The numbers of people ho came out to the WCW events were shockingly low, although I knew they would not be massive. We need to get down to the roots of our socity, we can’t take the shotgun ad campaign approach on this. No effective movement in history came about by selling a logo on a shirt, putting out expensive ads, or selling newspapers and books. If you want people to take up WCW and hit the streets with it, you have to develop a culture that truely understands the need for it. People can articulate very well all the problems with Bush and corporate America, but they don’t want to join WCW and have a “massive day of resisistance.” Why? Not beccause they are apathetic. Not because they are scared, but because of the essence of the organization itself. We’ve got to unite with all kinds of people. Religious, radical, progressives, whatever and we need to develop a progressive culture with good leadership.
Also if you notice, WCW followers and organizers are primarily white middle class people. This is a problem. The people most affected by what WCW opposes are poor folks of color. If you can’t even get them to show up at your marches and events, we’re going to be stuck in this forever. You’ve got to dig deeper and be proactive.

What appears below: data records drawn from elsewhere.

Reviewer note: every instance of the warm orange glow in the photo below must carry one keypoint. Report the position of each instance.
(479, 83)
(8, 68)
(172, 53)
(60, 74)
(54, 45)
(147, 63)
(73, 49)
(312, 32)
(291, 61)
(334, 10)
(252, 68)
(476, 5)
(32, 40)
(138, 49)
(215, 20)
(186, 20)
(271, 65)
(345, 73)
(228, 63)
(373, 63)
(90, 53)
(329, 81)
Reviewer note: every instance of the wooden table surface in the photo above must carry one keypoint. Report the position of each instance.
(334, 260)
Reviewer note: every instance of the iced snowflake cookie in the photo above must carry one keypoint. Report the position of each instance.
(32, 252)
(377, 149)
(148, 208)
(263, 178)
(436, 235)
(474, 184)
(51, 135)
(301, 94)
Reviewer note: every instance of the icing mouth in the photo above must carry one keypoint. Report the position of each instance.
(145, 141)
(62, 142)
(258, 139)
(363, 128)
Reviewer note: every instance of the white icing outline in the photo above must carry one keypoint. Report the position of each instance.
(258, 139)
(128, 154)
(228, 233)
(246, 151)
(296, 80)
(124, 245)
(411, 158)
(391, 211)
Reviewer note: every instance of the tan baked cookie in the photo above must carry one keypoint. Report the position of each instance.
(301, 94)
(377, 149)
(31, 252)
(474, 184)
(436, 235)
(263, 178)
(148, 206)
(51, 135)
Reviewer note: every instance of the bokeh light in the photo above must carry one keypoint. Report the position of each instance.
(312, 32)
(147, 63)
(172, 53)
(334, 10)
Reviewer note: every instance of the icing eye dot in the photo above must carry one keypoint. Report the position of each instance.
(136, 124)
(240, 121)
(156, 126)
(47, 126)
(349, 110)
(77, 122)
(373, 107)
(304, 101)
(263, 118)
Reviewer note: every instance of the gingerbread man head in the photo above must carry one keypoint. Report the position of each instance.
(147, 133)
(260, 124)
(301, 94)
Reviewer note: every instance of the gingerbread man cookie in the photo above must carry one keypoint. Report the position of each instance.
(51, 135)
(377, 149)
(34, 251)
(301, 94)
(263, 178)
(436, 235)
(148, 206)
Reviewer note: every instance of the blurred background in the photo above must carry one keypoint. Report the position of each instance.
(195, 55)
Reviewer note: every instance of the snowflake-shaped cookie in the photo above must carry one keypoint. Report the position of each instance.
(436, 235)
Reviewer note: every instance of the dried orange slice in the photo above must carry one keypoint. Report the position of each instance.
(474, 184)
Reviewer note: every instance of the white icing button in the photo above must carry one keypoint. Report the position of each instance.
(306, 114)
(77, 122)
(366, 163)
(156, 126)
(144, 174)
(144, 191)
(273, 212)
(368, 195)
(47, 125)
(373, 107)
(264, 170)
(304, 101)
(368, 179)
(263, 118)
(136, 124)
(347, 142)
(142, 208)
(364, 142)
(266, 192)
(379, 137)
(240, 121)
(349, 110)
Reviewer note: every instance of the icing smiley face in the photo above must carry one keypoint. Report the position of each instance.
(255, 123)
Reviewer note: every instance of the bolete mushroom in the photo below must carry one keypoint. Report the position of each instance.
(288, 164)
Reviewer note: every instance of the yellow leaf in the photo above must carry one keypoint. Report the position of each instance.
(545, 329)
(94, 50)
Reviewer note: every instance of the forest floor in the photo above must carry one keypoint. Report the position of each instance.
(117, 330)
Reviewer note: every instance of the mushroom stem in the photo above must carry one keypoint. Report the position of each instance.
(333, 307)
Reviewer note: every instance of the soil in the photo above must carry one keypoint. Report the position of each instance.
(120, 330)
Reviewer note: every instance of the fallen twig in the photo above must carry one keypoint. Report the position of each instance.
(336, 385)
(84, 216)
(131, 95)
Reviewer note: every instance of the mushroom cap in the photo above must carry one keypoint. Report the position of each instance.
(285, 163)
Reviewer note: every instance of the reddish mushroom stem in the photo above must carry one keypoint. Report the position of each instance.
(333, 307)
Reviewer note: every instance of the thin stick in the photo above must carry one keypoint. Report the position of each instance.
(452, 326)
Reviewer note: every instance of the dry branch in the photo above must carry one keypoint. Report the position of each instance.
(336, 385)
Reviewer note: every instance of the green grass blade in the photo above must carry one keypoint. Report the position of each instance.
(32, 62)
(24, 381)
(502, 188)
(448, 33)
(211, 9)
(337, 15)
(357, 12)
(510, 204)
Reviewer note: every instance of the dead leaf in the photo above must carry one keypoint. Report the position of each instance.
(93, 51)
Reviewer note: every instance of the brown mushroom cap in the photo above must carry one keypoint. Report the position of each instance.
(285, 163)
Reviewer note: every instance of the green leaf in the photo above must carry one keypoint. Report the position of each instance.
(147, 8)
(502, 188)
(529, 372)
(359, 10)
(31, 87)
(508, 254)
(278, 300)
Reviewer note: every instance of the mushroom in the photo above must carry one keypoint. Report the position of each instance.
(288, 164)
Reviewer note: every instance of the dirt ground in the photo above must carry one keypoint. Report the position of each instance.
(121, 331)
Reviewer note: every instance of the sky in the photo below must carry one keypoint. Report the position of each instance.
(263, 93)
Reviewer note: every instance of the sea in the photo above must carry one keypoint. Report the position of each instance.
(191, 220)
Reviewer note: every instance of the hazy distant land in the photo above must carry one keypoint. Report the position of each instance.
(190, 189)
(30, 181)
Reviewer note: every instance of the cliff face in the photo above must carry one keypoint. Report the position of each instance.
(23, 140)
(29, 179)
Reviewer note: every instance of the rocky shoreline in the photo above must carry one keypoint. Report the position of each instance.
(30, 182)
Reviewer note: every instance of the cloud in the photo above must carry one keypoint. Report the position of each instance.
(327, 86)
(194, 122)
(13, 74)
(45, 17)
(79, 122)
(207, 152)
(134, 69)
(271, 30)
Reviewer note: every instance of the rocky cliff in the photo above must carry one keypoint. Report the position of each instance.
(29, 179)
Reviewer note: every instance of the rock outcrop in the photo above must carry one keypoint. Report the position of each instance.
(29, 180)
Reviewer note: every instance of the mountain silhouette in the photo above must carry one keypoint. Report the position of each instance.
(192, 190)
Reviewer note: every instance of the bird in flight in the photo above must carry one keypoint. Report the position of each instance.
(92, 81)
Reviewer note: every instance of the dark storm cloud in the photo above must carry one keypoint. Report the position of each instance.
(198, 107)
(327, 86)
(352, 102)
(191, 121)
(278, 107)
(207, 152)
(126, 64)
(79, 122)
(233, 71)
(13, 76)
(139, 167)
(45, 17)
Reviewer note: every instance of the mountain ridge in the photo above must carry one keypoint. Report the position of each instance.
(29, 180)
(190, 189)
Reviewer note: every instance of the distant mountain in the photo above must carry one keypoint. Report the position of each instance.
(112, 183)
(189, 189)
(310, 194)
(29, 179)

I understand what you mean about food and shelter. But you need to look at the direction that we are headed in very closely. Food and shelter will be the least of our problems if Bush or his heirs start a nuclear war, allow another Katrina incident, or escalate its serveilance, imprisonment, and torture of its own citizens and people around the world. Yes, people are hungry, but we can’t invest everything we have into providing food and shelter while we rest on the verge of a fascist reemergence.
That’s all for now.
Unity in this great struggle,
Tristan James
Comment by Tristan James — October 17, 2006 @ 3:04 pm
Fizzle – Thank G-d that in this country we have the right to voice our opinion. And thank G-d the people that are marching are having the right to do so. If it wasn’t for people marching, women couldn’t vote, workers would have no rights, Roe-v-Wade would not exist (today I am not sure about tomorrow). We have (somewhat) of a free news media and so on. And as a Jewish person I thank G-d for all the people that stood up and shouted that we have rights. Thank you to all the people that have stood up and marched in the name of peace and equality. If it was up to you we would not have any freedom.